El ejercicio ofrece beneficios limitados para aliviar la artrosis de cadera, según una revisión
Una revisión de estudios concluyó que la actividad física mejora el dolor y la función, pero el efecto promedio sería insuficiente para que la mayoría de los pacientes perciba un cambio significativo en su vida cotidiana.
El ejercicio sigue siendo una de las principales recomendaciones para tratar la artrosis de cadera, pero sus beneficios podrían ser más modestos de lo que se creía. Así lo señala una revisión publicada en la Base de Datos Cochrane de Revisiones Sistemáticas, que analizó la evidencia disponible sobre el impacto de la actividad física en personas con esta enfermedad.
La investigación reunió los resultados de 18 ensayos clínicos con cerca de 1.400 participantes de entre 53 y 74 años. Los programas evaluados incluyeron entrenamiento de fuerza, ejercicios aeróbicos y disciplinas como el yoga.
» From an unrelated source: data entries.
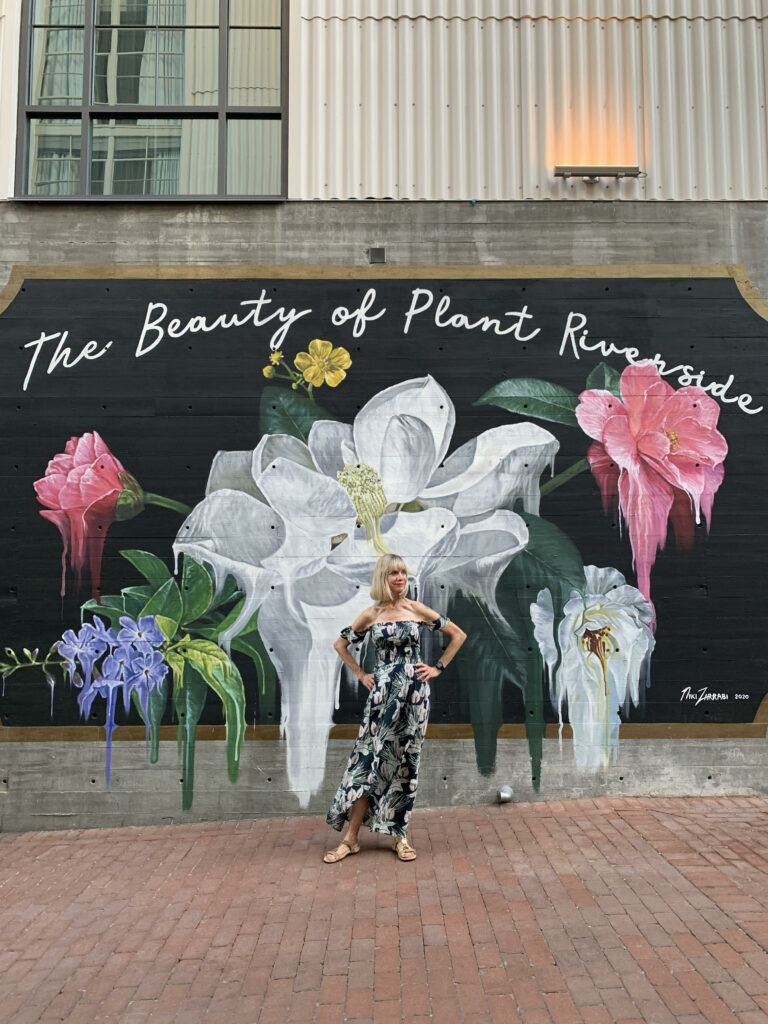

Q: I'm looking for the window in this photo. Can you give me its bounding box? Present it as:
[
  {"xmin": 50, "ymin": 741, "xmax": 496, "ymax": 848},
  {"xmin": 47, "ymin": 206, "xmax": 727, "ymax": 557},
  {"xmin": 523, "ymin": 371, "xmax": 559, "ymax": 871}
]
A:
[{"xmin": 16, "ymin": 0, "xmax": 288, "ymax": 200}]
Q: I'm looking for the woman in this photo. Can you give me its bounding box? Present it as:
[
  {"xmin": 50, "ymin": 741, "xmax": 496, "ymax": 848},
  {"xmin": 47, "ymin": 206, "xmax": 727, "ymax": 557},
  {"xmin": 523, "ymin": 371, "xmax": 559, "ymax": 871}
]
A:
[{"xmin": 324, "ymin": 555, "xmax": 466, "ymax": 864}]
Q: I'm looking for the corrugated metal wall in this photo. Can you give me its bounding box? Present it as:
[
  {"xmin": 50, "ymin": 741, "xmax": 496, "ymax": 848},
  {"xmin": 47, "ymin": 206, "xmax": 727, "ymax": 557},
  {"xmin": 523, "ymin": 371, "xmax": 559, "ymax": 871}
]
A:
[{"xmin": 289, "ymin": 0, "xmax": 768, "ymax": 200}]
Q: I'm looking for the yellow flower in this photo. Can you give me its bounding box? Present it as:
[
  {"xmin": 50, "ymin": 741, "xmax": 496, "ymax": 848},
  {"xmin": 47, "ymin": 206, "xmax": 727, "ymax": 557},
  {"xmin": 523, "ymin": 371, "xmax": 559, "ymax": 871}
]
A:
[{"xmin": 293, "ymin": 338, "xmax": 352, "ymax": 387}]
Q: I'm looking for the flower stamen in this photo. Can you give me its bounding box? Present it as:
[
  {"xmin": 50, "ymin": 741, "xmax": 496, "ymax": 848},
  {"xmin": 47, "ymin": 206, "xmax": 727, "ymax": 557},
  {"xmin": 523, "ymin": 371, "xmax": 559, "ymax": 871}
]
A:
[
  {"xmin": 336, "ymin": 462, "xmax": 389, "ymax": 555},
  {"xmin": 665, "ymin": 430, "xmax": 680, "ymax": 452},
  {"xmin": 582, "ymin": 626, "xmax": 611, "ymax": 765}
]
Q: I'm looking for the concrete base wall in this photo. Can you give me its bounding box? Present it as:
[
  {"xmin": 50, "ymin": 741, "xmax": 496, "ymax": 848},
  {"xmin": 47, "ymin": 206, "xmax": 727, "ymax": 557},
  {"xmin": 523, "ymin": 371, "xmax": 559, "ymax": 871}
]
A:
[
  {"xmin": 0, "ymin": 202, "xmax": 768, "ymax": 297},
  {"xmin": 0, "ymin": 739, "xmax": 768, "ymax": 831}
]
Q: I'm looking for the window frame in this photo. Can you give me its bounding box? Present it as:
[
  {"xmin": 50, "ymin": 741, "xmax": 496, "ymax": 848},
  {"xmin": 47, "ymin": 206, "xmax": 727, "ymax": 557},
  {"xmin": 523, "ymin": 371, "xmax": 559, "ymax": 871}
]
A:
[{"xmin": 13, "ymin": 0, "xmax": 290, "ymax": 203}]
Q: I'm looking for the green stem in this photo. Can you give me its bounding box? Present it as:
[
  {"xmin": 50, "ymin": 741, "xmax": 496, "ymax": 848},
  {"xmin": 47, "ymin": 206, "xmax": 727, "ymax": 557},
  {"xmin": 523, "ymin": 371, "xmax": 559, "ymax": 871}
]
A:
[
  {"xmin": 144, "ymin": 490, "xmax": 191, "ymax": 515},
  {"xmin": 542, "ymin": 459, "xmax": 590, "ymax": 497}
]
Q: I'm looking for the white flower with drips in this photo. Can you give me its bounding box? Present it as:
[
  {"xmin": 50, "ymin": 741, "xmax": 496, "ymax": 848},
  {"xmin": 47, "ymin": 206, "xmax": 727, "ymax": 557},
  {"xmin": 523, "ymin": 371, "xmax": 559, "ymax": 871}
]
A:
[
  {"xmin": 174, "ymin": 377, "xmax": 558, "ymax": 806},
  {"xmin": 530, "ymin": 565, "xmax": 655, "ymax": 768}
]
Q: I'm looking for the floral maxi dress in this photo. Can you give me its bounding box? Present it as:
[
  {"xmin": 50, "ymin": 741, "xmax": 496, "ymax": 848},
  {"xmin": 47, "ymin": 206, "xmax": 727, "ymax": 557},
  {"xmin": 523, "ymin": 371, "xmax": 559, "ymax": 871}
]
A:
[{"xmin": 326, "ymin": 615, "xmax": 450, "ymax": 837}]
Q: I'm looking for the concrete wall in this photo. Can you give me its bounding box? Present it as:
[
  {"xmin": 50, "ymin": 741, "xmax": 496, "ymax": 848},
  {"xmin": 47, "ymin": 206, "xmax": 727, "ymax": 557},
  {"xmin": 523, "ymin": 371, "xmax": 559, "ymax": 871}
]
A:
[
  {"xmin": 0, "ymin": 202, "xmax": 768, "ymax": 298},
  {"xmin": 0, "ymin": 739, "xmax": 768, "ymax": 831}
]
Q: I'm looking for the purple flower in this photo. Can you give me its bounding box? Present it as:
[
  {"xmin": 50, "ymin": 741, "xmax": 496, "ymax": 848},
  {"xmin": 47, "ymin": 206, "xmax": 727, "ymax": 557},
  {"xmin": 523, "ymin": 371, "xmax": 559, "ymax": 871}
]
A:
[
  {"xmin": 125, "ymin": 650, "xmax": 168, "ymax": 711},
  {"xmin": 118, "ymin": 615, "xmax": 165, "ymax": 651},
  {"xmin": 58, "ymin": 624, "xmax": 108, "ymax": 686},
  {"xmin": 78, "ymin": 676, "xmax": 123, "ymax": 790},
  {"xmin": 89, "ymin": 615, "xmax": 118, "ymax": 647}
]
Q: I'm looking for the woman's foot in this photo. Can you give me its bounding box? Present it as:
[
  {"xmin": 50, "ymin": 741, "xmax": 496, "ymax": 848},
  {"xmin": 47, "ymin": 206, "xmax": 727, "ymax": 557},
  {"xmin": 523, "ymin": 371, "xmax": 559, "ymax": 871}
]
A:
[
  {"xmin": 323, "ymin": 837, "xmax": 360, "ymax": 864},
  {"xmin": 392, "ymin": 836, "xmax": 416, "ymax": 860}
]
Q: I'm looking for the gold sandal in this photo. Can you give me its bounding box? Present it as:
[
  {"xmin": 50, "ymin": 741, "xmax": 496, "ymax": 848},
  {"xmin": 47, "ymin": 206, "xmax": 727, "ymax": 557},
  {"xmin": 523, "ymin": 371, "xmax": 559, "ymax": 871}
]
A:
[
  {"xmin": 392, "ymin": 836, "xmax": 416, "ymax": 860},
  {"xmin": 323, "ymin": 839, "xmax": 360, "ymax": 864}
]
En promedio, quienes realizaron actividad física experimentaron una reducción de siete puntos en una escala de dolor de 100 puntos.
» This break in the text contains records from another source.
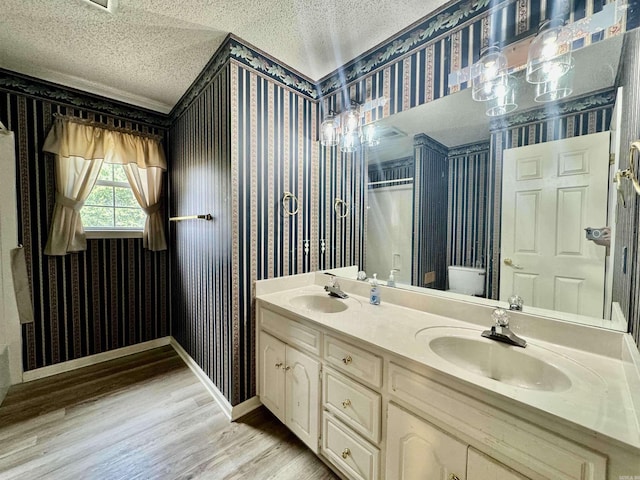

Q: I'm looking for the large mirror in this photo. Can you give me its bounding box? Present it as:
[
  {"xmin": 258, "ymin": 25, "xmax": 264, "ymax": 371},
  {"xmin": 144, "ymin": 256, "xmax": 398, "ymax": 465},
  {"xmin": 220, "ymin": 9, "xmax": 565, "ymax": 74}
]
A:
[{"xmin": 350, "ymin": 35, "xmax": 624, "ymax": 329}]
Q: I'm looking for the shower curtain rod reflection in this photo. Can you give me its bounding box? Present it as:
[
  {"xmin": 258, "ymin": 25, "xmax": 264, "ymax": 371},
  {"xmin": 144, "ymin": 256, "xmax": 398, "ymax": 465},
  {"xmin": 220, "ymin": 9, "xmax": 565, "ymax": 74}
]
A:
[
  {"xmin": 367, "ymin": 177, "xmax": 413, "ymax": 185},
  {"xmin": 169, "ymin": 213, "xmax": 213, "ymax": 222}
]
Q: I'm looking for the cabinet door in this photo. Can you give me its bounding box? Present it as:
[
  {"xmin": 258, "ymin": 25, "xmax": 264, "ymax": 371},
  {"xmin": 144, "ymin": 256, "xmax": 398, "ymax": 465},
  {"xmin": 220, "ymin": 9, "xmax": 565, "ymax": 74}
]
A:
[
  {"xmin": 386, "ymin": 404, "xmax": 467, "ymax": 480},
  {"xmin": 259, "ymin": 332, "xmax": 286, "ymax": 423},
  {"xmin": 285, "ymin": 345, "xmax": 320, "ymax": 453},
  {"xmin": 467, "ymin": 447, "xmax": 527, "ymax": 480}
]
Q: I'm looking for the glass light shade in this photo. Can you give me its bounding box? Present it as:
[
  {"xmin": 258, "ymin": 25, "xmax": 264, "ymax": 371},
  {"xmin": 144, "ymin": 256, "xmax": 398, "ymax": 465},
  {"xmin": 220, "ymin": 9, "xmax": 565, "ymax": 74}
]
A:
[
  {"xmin": 340, "ymin": 132, "xmax": 358, "ymax": 153},
  {"xmin": 486, "ymin": 80, "xmax": 518, "ymax": 117},
  {"xmin": 471, "ymin": 46, "xmax": 508, "ymax": 102},
  {"xmin": 362, "ymin": 123, "xmax": 380, "ymax": 147},
  {"xmin": 534, "ymin": 61, "xmax": 574, "ymax": 103},
  {"xmin": 527, "ymin": 20, "xmax": 572, "ymax": 83},
  {"xmin": 344, "ymin": 106, "xmax": 360, "ymax": 134},
  {"xmin": 320, "ymin": 115, "xmax": 338, "ymax": 147}
]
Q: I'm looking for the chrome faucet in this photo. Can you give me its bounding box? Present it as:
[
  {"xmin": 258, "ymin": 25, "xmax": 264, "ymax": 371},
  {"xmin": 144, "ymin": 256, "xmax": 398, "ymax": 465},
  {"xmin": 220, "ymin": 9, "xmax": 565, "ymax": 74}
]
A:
[
  {"xmin": 507, "ymin": 293, "xmax": 524, "ymax": 312},
  {"xmin": 482, "ymin": 308, "xmax": 527, "ymax": 348},
  {"xmin": 324, "ymin": 272, "xmax": 349, "ymax": 298}
]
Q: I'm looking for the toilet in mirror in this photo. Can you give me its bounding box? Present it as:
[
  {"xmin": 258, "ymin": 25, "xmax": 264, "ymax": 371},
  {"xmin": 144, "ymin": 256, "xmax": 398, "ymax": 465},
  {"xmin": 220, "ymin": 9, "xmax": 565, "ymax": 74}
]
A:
[{"xmin": 338, "ymin": 31, "xmax": 633, "ymax": 330}]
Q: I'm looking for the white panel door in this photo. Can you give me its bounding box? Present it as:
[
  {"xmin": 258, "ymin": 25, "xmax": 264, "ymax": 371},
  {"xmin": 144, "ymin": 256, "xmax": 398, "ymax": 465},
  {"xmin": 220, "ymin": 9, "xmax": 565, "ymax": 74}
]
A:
[
  {"xmin": 500, "ymin": 132, "xmax": 609, "ymax": 317},
  {"xmin": 467, "ymin": 447, "xmax": 527, "ymax": 480},
  {"xmin": 385, "ymin": 404, "xmax": 467, "ymax": 480},
  {"xmin": 258, "ymin": 332, "xmax": 286, "ymax": 423},
  {"xmin": 285, "ymin": 345, "xmax": 320, "ymax": 453}
]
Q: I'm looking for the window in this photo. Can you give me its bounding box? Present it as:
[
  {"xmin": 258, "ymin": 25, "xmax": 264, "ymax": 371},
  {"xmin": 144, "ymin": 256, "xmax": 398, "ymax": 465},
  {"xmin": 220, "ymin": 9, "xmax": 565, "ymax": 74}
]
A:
[{"xmin": 80, "ymin": 162, "xmax": 146, "ymax": 237}]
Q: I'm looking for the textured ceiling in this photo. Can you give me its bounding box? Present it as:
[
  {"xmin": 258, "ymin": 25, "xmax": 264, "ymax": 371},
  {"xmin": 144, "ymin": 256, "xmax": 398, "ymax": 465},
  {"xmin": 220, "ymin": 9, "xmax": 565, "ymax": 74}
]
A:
[{"xmin": 0, "ymin": 0, "xmax": 447, "ymax": 112}]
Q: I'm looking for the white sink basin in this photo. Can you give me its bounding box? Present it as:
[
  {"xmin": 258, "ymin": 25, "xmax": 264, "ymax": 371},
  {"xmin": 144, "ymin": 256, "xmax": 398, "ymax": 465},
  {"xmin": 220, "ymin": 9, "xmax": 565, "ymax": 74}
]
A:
[
  {"xmin": 416, "ymin": 327, "xmax": 601, "ymax": 392},
  {"xmin": 289, "ymin": 294, "xmax": 349, "ymax": 313}
]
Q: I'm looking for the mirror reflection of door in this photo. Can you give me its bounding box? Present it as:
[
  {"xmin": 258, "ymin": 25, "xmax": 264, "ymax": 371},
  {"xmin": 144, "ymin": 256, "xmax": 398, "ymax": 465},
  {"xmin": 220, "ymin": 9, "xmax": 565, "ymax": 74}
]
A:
[{"xmin": 500, "ymin": 132, "xmax": 609, "ymax": 317}]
Sin embargo, los investigadores señalaron que una mejora de al menos 12 puntos sería necesaria para que los pacientes perciban un beneficio clínicamente relevante en su vida diaria. Además, advirtieron que algunos estudios se basaron en la percepción de los propios participantes, lo que podría haber sobreestimado el efecto del ejercicio.
Pese a estos resultados, los autores remarcan que la actividad física continúa siendo una herramienta valiosa por sus múltiples beneficios sobre la salud general y porque presenta un bajo riesgo de efectos adversos. No obstante, consideran necesario realizar estudios de mayor calidad para identificar qué tipos de ejercicio resultan más eficaces según las características de cada paciente con artrosis de cadera.